Python Automation Scripts: Automate Repetitive Tasks 2026
Tutorials

Python Automation Scripts: Automate Repetitive Tasks 2026

13 min read
114 Views
Share:

Why Python is the automation language of choice

I have spent years automating workflows across dozens of projects, and Python consistently wins over alternatives like Bash, PowerShell, or JavaScript for automation tasks. The reason is a combination of readable syntax, a vast standard library, and an ecosystem of third-party packages that covers virtually any automation scenario you can think of.

The return on investment for automation is remarkable. A script that takes four hours to write but saves thirty minutes of manual work per day pays itself back in eight days and then keeps paying forever. In 2026, with AI coding assistants accelerating script writing, the payback period is even shorter.

File and directory automation

The most common automation tasks involve files. Organizing downloads, renaming batches of files, cleaning up old logs, or processing data files daily are all excellent automation candidates.

import os
import shutil
from pathlib import Path
from datetime import datetime, timedelta

def organize_downloads(downloads_path: str) -> None:
    """
    Organizes files in a downloads folder by type.
    Creates subfolders: Images, Documents, Videos, Audio, Archives, Other
    """
    downloads = Path(downloads_path)

    # Define extension to folder mapping
    categories = {
        'Images':    ['.jpg', '.jpeg', '.png', '.gif', '.webp', '.svg', '.bmp'],
        'Documents': ['.pdf', '.docx', '.doc', '.xlsx', '.xls', '.pptx', '.txt', '.csv'],
        'Videos':    ['.mp4', '.mkv', '.avi', '.mov', '.wmv', '.flv'],
        'Audio':     ['.mp3', '.wav', '.flac', '.aac', '.ogg'],
        'Archives':  ['.zip', '.tar', '.gz', '.rar', '.7z'],
    }

    # Build reverse lookup: extension -> folder
    ext_map = {ext: folder for folder, exts in categories.items() for ext in exts}

    moved = 0
    for file_path in downloads.iterdir():
        if not file_path.is_file():
            continue

        ext = file_path.suffix.lower()
        target_folder = ext_map.get(ext, 'Other')
        target_dir = downloads / target_folder
        target_dir.mkdir(exist_ok=True)

        # Handle duplicate filenames
        target_path = target_dir / file_path.name
        if target_path.exists():
            stem = file_path.stem
            timestamp = datetime.now().strftime('%Y%m%d_%H%M%S')
            target_path = target_dir / f"{stem}_{timestamp}{ext}"

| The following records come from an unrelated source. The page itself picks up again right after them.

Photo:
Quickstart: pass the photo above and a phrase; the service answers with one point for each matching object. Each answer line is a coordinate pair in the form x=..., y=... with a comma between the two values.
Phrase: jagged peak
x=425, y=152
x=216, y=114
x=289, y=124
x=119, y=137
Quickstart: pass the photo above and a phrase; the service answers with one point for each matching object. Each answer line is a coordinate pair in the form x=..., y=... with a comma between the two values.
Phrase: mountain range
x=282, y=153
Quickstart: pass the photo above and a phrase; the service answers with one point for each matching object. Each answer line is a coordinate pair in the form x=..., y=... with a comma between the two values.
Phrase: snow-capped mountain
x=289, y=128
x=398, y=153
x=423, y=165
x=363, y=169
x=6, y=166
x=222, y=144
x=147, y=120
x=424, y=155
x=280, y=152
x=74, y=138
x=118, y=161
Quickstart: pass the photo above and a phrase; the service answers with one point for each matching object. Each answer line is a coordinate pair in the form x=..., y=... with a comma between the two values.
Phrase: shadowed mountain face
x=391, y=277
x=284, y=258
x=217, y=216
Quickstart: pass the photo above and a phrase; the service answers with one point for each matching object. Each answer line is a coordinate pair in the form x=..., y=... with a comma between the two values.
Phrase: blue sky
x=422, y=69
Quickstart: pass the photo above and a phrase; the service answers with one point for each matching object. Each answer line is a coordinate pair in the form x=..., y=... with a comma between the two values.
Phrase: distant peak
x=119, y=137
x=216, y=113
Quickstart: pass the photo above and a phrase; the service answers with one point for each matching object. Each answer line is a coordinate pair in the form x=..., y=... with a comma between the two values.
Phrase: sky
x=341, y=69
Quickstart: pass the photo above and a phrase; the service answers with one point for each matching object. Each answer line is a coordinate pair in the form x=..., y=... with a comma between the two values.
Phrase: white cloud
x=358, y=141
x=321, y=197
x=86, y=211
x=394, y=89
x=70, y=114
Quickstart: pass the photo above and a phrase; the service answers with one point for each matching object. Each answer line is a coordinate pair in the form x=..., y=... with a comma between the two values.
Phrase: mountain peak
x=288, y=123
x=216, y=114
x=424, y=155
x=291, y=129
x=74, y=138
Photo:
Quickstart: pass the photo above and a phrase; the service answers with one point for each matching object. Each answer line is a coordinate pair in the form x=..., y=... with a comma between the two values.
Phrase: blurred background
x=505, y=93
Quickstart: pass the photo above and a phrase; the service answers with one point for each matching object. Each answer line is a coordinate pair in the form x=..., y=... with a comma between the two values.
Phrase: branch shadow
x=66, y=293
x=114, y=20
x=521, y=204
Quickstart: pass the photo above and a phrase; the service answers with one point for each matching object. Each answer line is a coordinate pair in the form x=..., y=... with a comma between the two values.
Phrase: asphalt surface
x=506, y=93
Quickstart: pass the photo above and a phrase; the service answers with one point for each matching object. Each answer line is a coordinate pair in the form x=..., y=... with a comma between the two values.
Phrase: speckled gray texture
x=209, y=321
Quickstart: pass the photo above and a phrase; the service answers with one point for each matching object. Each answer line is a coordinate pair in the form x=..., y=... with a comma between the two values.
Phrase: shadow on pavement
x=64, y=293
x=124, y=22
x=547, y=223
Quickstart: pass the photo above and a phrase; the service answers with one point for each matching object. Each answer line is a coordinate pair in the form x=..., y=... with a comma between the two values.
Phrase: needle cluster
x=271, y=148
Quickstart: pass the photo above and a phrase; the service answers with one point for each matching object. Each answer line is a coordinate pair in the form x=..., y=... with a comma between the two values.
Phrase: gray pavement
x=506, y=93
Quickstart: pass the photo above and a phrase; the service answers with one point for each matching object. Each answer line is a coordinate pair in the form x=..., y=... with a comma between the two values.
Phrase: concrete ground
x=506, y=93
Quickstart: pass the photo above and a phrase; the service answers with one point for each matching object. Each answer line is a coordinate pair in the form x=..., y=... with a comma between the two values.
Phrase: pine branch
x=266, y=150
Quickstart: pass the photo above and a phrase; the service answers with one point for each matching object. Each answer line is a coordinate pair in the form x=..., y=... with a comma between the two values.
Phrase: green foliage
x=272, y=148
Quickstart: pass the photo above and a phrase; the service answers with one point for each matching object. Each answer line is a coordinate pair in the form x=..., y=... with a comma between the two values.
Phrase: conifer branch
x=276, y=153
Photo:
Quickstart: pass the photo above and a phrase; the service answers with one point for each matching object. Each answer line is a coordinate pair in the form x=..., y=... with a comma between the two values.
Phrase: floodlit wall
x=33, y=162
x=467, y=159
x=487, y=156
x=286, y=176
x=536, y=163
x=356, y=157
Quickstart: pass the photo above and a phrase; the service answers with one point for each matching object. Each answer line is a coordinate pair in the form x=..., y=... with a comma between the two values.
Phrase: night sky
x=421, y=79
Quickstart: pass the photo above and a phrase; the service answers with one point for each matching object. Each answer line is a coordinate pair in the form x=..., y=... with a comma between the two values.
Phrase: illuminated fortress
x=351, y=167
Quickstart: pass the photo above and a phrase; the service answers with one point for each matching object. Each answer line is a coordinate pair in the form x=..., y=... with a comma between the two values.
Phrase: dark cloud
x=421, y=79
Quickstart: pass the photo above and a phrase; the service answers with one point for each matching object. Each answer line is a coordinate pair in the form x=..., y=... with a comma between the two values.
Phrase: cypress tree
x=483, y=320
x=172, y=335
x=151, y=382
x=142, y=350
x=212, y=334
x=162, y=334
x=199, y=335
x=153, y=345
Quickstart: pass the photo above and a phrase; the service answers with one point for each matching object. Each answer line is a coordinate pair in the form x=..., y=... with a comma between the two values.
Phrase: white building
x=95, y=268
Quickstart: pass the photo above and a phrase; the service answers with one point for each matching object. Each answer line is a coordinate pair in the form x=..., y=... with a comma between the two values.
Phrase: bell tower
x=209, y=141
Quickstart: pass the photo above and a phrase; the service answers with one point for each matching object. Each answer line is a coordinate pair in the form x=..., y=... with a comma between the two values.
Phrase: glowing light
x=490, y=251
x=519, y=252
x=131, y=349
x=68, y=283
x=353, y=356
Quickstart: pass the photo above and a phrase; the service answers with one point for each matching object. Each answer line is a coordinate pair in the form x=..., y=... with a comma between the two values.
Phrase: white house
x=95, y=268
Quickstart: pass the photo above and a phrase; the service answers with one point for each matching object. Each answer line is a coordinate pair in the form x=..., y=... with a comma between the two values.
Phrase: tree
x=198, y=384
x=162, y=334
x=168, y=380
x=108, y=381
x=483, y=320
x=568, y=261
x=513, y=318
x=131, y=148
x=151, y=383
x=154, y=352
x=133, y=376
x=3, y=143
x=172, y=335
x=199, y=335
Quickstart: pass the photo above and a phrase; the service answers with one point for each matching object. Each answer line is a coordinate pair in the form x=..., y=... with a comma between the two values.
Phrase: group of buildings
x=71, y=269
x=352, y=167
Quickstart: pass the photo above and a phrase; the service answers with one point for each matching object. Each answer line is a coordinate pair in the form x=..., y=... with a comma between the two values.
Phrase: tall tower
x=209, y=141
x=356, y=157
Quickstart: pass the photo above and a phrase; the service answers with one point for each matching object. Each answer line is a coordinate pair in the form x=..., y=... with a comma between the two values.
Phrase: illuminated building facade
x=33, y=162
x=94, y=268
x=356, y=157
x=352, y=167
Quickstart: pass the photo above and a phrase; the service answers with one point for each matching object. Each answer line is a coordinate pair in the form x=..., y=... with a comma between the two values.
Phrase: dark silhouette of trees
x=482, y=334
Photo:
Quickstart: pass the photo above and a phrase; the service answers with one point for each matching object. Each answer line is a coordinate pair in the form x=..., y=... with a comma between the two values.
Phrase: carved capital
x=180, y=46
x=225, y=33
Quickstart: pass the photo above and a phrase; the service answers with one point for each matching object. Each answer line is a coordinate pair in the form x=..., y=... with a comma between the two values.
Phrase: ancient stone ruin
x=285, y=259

        shutil.move(str(file_path), str(target_path))
        moved += 1
        print(f"  Moved: {file_path.name} → {target_folder}/")

    print(f"\nDone. Organized {moved} files.")

def cleanup_old_files(directory: str, days_old: int = 30) -> None:
    """Deletes files older than N days. Use with caution."""
    cutoff = datetime.now() - timedelta(days=days_old)
    deleted = 0

    for file_path in Path(directory).rglob('*'):
        if file_path.is_file():
            mod_time = datetime.fromtimestamp(file_path.stat().st_mtime)
            if mod_time < cutoff:
                file_path.unlink()
                deleted += 1
                print(f"Deleted: {file_path}")

    print(f"Cleaned up {deleted} files older than {days_old} days.")

# Run the organizer
organize_downloads(os.path.expanduser('~/Downloads'))

Web scraping automation

Web scraping is one of the most powerful and frequently needed automation tasks. Before scraping any site, always check its robots.txt and terms of service.

import requests
from bs4 import BeautifulSoup
import pandas as pd
import time
from typing import Optional

def scrape_hacker_news(pages: int = 3) -> pd.DataFrame:
    """
    Scrapes Hacker News front page stories.
    Respects the site by adding delays between requests.
    """
    base_url = 'https://news.ycombinator.com'
    stories = []

    headers = {
        'User-Agent': 'Mozilla/5.0 (compatible; research-bot/1.0)'
    }

    for page in range(1, pages + 1):
        url = f"{base_url}/?p={page}"
        print(f"Scraping page {page}...")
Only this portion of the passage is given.